I want it so loud that it reaches inside and tears out my ribcage through my throat, that it coils inside my intestines and releases poisonous spores, so loud that the volume becomes a solid wall, that poor quality workmanship destined to fall onto my fragile, passing bonce, a hod of pure volume, carried by the village idiot, dropped onto the Mayor’s daughter. And the Mayor’s daughter is me.

A cataclysm, an apocalypse in treacle-slow motion, the end of all songs, the murder of the oxygen, the ringing of ten thousand bells in the deepest, darkest places of the earth, sacred Agharta aflame, the giant unblinking eye of The Great And Unspeakable One hovering over mankind’s asthmatic smoke stacks and twig-thin ‘developments’. I wanted to be driven mad by riffs the size of moons, liquidated and nullified so that any trace of my existence was removed forever, squashed into a stain on my comfortable seat, eradicated, obscured by twin suns the size and shape of misery, I wanted my lack of hope confirmed by impossible architectures of pure, maddening monumentalism.

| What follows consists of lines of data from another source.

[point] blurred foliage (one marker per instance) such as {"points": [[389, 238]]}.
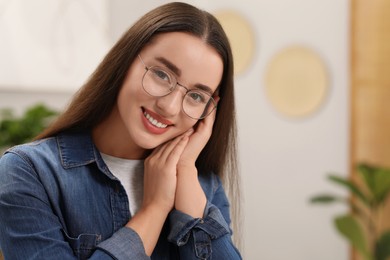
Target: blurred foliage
{"points": [[17, 130], [362, 226]]}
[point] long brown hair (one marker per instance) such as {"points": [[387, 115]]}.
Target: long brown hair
{"points": [[95, 100]]}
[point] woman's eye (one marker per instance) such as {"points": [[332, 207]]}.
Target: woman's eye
{"points": [[197, 97], [162, 75]]}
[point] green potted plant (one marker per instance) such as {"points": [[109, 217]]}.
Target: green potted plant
{"points": [[362, 225], [17, 130]]}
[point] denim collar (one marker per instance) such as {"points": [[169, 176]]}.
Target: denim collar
{"points": [[76, 149]]}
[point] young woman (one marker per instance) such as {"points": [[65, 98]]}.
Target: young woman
{"points": [[133, 168]]}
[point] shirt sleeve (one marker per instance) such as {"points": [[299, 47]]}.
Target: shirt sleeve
{"points": [[29, 229], [207, 237]]}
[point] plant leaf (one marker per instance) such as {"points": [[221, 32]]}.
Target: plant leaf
{"points": [[349, 227], [351, 186], [382, 247], [326, 199]]}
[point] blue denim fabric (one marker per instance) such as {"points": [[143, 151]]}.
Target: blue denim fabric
{"points": [[58, 200]]}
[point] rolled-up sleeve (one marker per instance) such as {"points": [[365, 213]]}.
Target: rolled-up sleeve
{"points": [[207, 237]]}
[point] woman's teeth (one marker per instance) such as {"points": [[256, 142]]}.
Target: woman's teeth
{"points": [[154, 121]]}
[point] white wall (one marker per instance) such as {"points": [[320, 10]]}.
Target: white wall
{"points": [[283, 161]]}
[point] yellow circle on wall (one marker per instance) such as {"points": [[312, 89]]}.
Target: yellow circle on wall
{"points": [[241, 38], [296, 81]]}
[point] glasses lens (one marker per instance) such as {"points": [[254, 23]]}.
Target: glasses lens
{"points": [[198, 104], [157, 82]]}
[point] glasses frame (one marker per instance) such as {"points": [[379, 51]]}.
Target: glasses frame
{"points": [[175, 84]]}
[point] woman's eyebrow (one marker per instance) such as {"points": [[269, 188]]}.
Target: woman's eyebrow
{"points": [[177, 71], [169, 65]]}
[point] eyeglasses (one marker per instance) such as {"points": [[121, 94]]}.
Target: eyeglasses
{"points": [[158, 82]]}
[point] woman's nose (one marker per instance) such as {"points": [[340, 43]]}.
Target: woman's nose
{"points": [[170, 105]]}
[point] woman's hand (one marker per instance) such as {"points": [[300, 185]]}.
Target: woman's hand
{"points": [[160, 182], [160, 174]]}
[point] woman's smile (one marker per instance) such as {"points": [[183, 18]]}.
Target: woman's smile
{"points": [[154, 123]]}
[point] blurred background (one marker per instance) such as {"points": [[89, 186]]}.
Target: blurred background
{"points": [[312, 86]]}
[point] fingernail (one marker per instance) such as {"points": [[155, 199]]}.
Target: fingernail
{"points": [[189, 131]]}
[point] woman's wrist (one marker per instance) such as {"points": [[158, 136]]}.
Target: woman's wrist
{"points": [[190, 197]]}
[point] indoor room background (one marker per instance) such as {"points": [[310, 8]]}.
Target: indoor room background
{"points": [[293, 94]]}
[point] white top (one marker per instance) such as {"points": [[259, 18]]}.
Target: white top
{"points": [[131, 175]]}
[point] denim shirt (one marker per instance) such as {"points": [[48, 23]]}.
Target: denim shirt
{"points": [[58, 200]]}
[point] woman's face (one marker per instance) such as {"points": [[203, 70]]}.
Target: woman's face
{"points": [[192, 62]]}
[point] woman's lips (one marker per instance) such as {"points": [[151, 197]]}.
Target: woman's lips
{"points": [[154, 123]]}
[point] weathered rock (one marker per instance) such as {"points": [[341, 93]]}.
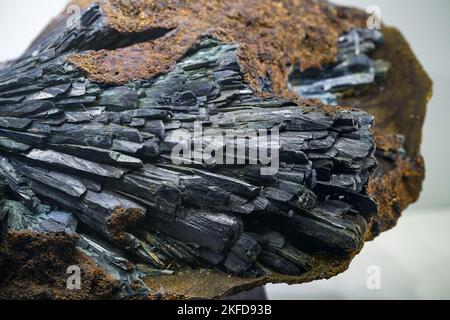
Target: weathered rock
{"points": [[90, 117]]}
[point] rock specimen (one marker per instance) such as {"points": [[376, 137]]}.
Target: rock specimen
{"points": [[92, 113]]}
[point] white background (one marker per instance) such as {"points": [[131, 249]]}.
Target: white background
{"points": [[413, 257]]}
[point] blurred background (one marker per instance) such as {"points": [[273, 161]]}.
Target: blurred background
{"points": [[412, 259]]}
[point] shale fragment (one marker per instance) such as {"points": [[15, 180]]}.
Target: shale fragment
{"points": [[87, 147]]}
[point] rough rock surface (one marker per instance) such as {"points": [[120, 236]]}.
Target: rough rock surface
{"points": [[89, 117]]}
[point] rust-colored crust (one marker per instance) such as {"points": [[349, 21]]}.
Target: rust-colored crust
{"points": [[34, 265], [394, 191], [210, 284], [272, 36], [399, 106]]}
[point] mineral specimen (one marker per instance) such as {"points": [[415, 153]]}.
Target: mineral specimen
{"points": [[90, 117]]}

But it isn’t really loud enough for all that.

What I get instead is a group of men wearing robes, drinking and occasionally sticking their hands in the air whilst playing very slow riffs. And it’s great. Not awesome, not monumental, but great. Terrific. Much of this greatness is provided by Attila’s unfathomable voice. When, in the dying minutes of the show, dressed in a reflective laser cape and spiked crown, he begins shrieking like an innocent on a burning stake, the whole affair finally becomes moving. It speaks of a deeply personal pain that counteracts and humanises Anderson and O’Malley’s mythology-sized tectonic riffage.

But at that volume, in the rarefied environment of the Royal Festival Hall, plastic pint pot balanced on my knee, the effect is less that of a maddening and unspeakable moonlight ritual and more suggestive of the eccentric Maypole traditions carried on by the village the other side of the hill. This is more my fault than Sunn O)))’s. Undoubtedly I have expected too much and I can’t attain the required focus. Seen again, under different circumstances, when I’m suited to purpose and fit and limber and happy to enter into Sunn O)))’s twilight pact, the results would be different. If the music can’t kill you, then what are you listening to it for?